Xenozoic, Death Dealer, The Maxx, Thrud The Barbarian, Army of Darkness

Offline Danio

Odp: Ogólnie o filmach.
« Odpowiedź #704 dnia: So, 24 Luty 2024, 17:31:46 »
Ostatnio obejrzałem:

Shrek - po wieeelu latach powtórzyłem, tylko tym razem z oryginalnym dubbingiem. Pamiętam jaki był szał pał na to gdy wychodziło, mi się też wtedy jako dzieciakowi podobało, ale dzisiaj już nudzi dosyć mocno. Wierzę, że to była pod wieloma względami nowatorska animacja, chyba pierwsza z fali pozornie w kategorii dla dzieci, a jednak z wieloma żartami dla dorosłych. Tylko dzisiaj już mnie te żarty nie śmieszą, co drugi film ma humor tego typu, nie lubię postaci (zarówno osła jak i ogra), popowe utwory wplecione w różne sceny tez już raczej wywoływały u mnie przewracanie oczami. Daję 5/10.

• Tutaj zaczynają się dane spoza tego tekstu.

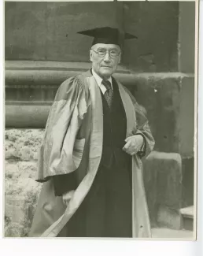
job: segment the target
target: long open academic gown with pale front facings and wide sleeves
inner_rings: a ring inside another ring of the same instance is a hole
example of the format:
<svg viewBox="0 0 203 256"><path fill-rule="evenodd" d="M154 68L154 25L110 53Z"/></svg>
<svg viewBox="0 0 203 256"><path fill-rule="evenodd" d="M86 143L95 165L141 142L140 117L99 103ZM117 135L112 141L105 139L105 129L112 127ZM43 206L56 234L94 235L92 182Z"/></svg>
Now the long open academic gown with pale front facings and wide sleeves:
<svg viewBox="0 0 203 256"><path fill-rule="evenodd" d="M127 88L117 83L127 117L126 137L142 134L146 157L154 146L148 121ZM91 187L94 187L102 158L102 142L102 96L89 71L62 83L51 107L36 177L44 184L30 236L53 237L65 229L65 225L87 198ZM51 177L72 172L76 173L78 187L68 206L65 206L62 198L54 195ZM137 154L131 157L131 177L132 236L150 237L142 161Z"/></svg>

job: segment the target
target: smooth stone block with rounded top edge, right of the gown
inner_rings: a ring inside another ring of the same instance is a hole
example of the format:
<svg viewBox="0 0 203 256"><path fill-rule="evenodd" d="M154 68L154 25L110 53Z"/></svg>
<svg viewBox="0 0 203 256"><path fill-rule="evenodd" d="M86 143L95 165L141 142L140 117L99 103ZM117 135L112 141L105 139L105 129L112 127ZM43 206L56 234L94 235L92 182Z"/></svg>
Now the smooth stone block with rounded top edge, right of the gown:
<svg viewBox="0 0 203 256"><path fill-rule="evenodd" d="M151 224L182 228L183 173L180 154L153 151L143 162Z"/></svg>

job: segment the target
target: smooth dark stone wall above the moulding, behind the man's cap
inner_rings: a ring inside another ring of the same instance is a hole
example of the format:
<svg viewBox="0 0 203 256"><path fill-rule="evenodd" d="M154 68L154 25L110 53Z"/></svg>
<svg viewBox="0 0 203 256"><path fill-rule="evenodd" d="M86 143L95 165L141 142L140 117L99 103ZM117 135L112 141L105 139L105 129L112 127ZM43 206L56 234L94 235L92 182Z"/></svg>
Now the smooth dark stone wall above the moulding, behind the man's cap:
<svg viewBox="0 0 203 256"><path fill-rule="evenodd" d="M112 26L138 37L124 43L124 65L178 68L179 2L6 2L5 9L6 60L90 61L92 38L77 32Z"/></svg>

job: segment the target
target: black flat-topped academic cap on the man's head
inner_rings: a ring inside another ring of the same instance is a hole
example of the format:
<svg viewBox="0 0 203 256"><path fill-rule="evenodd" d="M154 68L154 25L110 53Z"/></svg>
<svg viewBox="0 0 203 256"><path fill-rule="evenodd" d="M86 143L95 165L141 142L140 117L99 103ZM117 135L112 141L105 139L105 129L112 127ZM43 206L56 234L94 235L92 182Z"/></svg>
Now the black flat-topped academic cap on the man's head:
<svg viewBox="0 0 203 256"><path fill-rule="evenodd" d="M93 28L78 33L94 37L92 46L96 43L116 44L120 46L120 31L118 28ZM137 37L135 35L124 33L124 39L137 39Z"/></svg>

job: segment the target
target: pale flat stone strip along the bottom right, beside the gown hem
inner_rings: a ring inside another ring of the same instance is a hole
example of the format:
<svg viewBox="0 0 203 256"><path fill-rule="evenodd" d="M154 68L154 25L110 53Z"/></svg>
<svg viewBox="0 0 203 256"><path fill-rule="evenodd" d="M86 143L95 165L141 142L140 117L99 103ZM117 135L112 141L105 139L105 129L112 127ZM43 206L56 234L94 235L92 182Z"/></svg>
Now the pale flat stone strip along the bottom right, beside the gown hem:
<svg viewBox="0 0 203 256"><path fill-rule="evenodd" d="M189 230L175 230L171 228L152 228L153 239L194 240L194 232Z"/></svg>

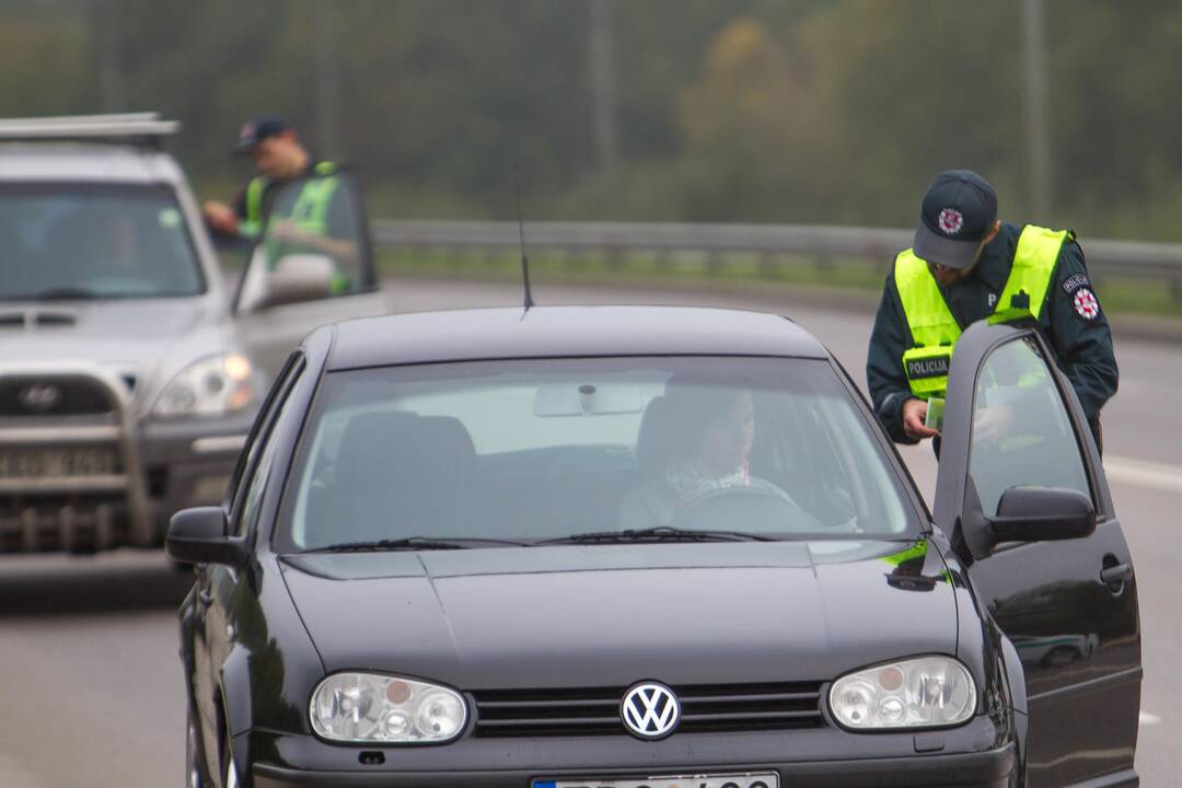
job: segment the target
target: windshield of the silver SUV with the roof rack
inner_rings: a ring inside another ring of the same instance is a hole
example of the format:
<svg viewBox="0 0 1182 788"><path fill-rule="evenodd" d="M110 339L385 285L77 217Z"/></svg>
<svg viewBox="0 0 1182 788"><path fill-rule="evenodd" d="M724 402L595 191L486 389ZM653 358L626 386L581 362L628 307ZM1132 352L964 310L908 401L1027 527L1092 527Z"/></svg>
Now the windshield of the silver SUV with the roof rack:
<svg viewBox="0 0 1182 788"><path fill-rule="evenodd" d="M0 187L0 299L163 298L204 291L168 187Z"/></svg>

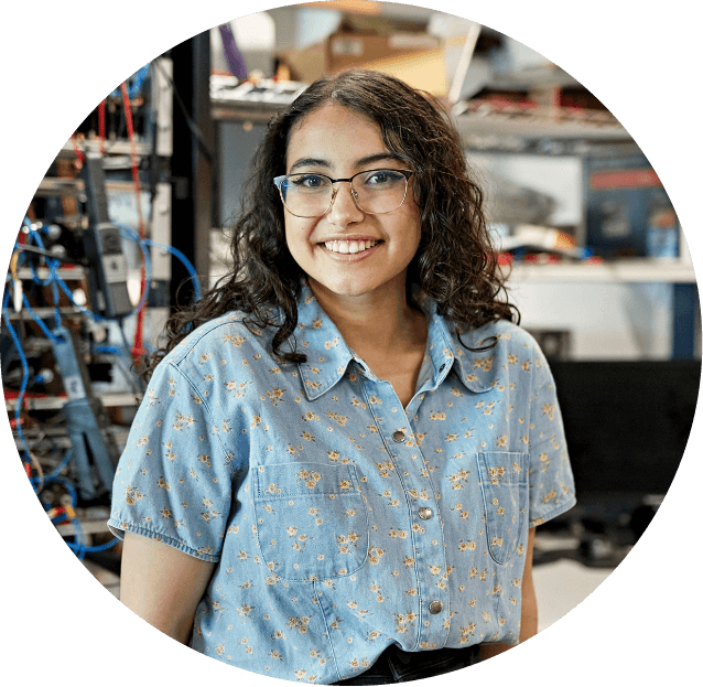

Shrek 2 - a tutaj zaskoczenie bo całkiem mi się podobało, dużo bardziej od jedynki. Parę żartów trafiło, fabuła trochę wciągnęła, nareszcie jest ważna postać którą lubię czyli świetny Kot w Butach. I w finałowej scenie dzisiaj już mocno ograne "Holding Out For A Hero" o dziwo nadal działało i nie irytowało. Oceniłem na 7/10.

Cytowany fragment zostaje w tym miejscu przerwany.